Правда, отождествление с агрессором лишь ограниченно эффективно в качестве защитного механизма. Вместо преодоления гнева, который жертва испытывает к обидчику, такая схема затушевывает или переориентирует его. Неутоленная враждебность представляет собой могучую силу, так как обида передается другим жертвам. В случае Трампа, такими жертвами в конце концов могут оказаться все те, кто верит его обещаниям прийти им на помощь в нужный момент.
Соперники
Если вы не сводите счеты, то вы просто болван!.. Я люблю сводить счеты. Мне постоянно создают проблемы. Я давлю на тех, кто это делает, – и знаете что? Люди не валяют со мной дурака так, как они делают с другими. Они понимают, что, если будут так поступать, им предстоит крупная драка. Нужно всегда сводить счеты.

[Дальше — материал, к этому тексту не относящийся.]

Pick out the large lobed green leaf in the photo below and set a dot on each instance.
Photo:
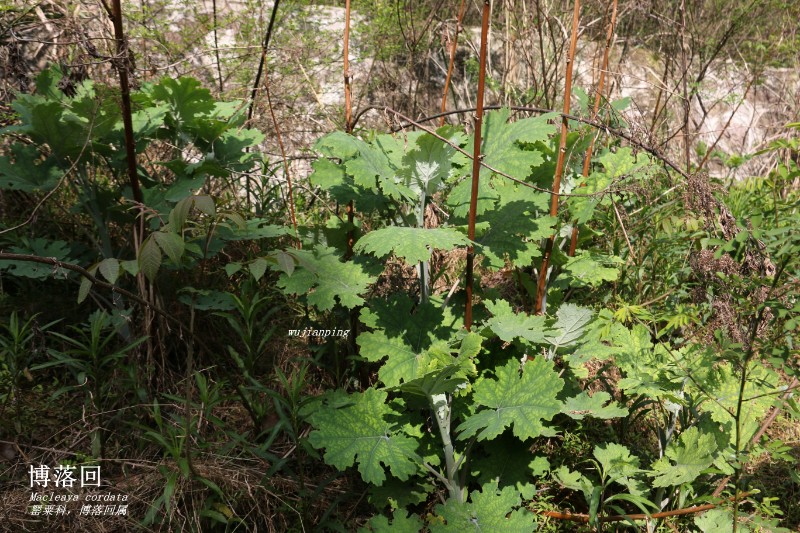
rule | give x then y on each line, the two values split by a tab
363	428
523	400
685	460
326	279
412	244
406	339
488	510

Вполне логично, что до прихода в политику Дональд Трамп получил огромную известность не как строитель, делец, опытный переговорщик или магнат, а как персонаж в конкурсном реалити-шоу. Конкуренция свойственна Трампу больше, чем все остальное. Всю свою жизнь он занимался соперничеством: в качестве брата, спортсмена, бизнесмена, участника реалити-шоу, а теперь и политика. Он получал прибыль – или мог бы получать, если бы был лучшим бизнесменом, – от универсального инстинкта соперничества, который пытался максимально использовать в своих казино, футбольной команде и конкурсах красоты. Но соперничество Дональда с отцом оказало больше влияния на развитие его личности, чем любая другая конкуренция. Его отголоски слышны в глобальном масштабе сейчас, спустя годы после смерти отца.

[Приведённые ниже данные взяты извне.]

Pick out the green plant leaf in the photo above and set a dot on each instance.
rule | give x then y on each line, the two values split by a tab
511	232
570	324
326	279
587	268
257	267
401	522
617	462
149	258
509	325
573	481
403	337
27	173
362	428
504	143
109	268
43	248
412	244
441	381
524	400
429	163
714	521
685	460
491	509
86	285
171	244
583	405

Трамп пишет в «Искусстве сделки», что «не хотел заниматься тем же бизнесом, что и мой отец», то есть «строительством арендных домов в Квинсе и Бруклине… Это очень трудный способ зарабатывать деньги». Трампу хотелось «попробовать что-то более масштабное, величественное и увлекательное». С самого начала он желал превзойти отца хотя бы по шкале эффективности и публичного интереса. Но в его описании отцовского бизнеса содержится неявное отрицание правил и предписаний, которые некогда помешали развернуться его отцу и сужали пространство для маневра на рынке многоквартирного жилья.

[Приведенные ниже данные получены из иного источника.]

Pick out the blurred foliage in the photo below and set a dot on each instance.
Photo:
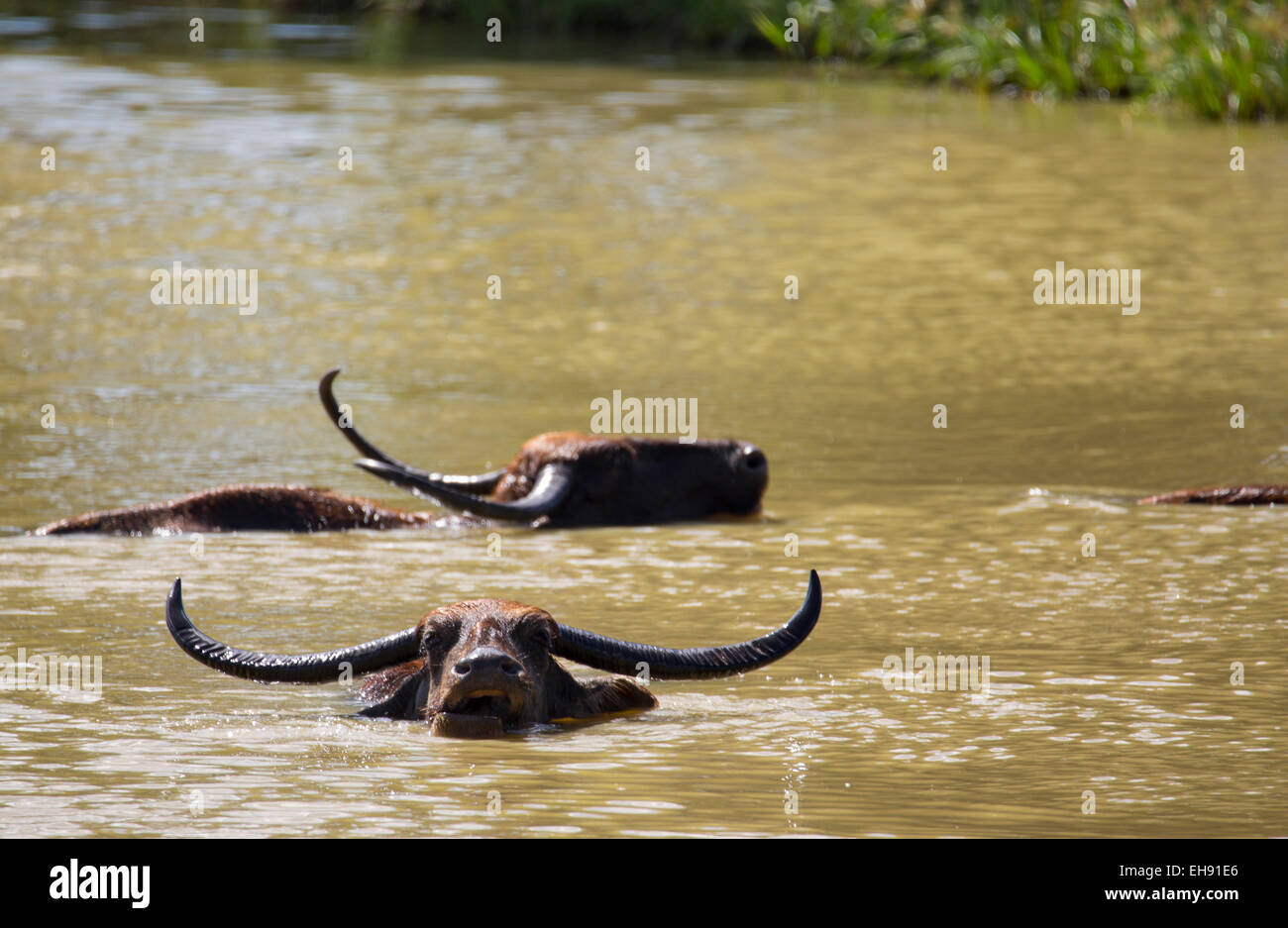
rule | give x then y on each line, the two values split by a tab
1223	59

В другом месте «Искусства сделки» Трамп сопоставляет мотивы своего и отцовского подхода. «Мой отец строил дома в Бруклине и Квинсе для семей с низким и средним доходом, но я даже тогда тяготел к более элитным местам, – пишет он. – Когда я работал в Квинсе, мне всегда хотелось строить на Форест-Хиллс. Когда я стал старше и, возможно, умнее и опытнее, я осознал, что, несмотря на привлекательность Форест-Хиллс, это все же не Пятая авеню». (Разумеется, это происходило за десятилетия до того, как Дональд стал отзываться о Пятой авеню как о месте, где можно застрелить человека «без права обратного требования».) «Тогда я начал посматривать в сторону Манхэттена, поскольку еще в ранней молодости хорошо представлял, чем хочу заниматься. Меня не удовлетворяла просто возможность хорошо зарабатывать. Я хотел громко заявить о себе и построить нечто монументальное».
Разумеется, эти слова были написаны с ретроспективной оценкой, и у нас нет никаких исторических свидетельств того, что юный Донни Трамп замышлял построить нечто монументальное на Манхэттене. Мы знаем, что он совершал тайные поездки на Манхэттен для пополнения своей коллекции ножей. В сознании подростка это было место, где он бросал вызов отцовскому авторитету, вступал в скрытое соперничество с ним.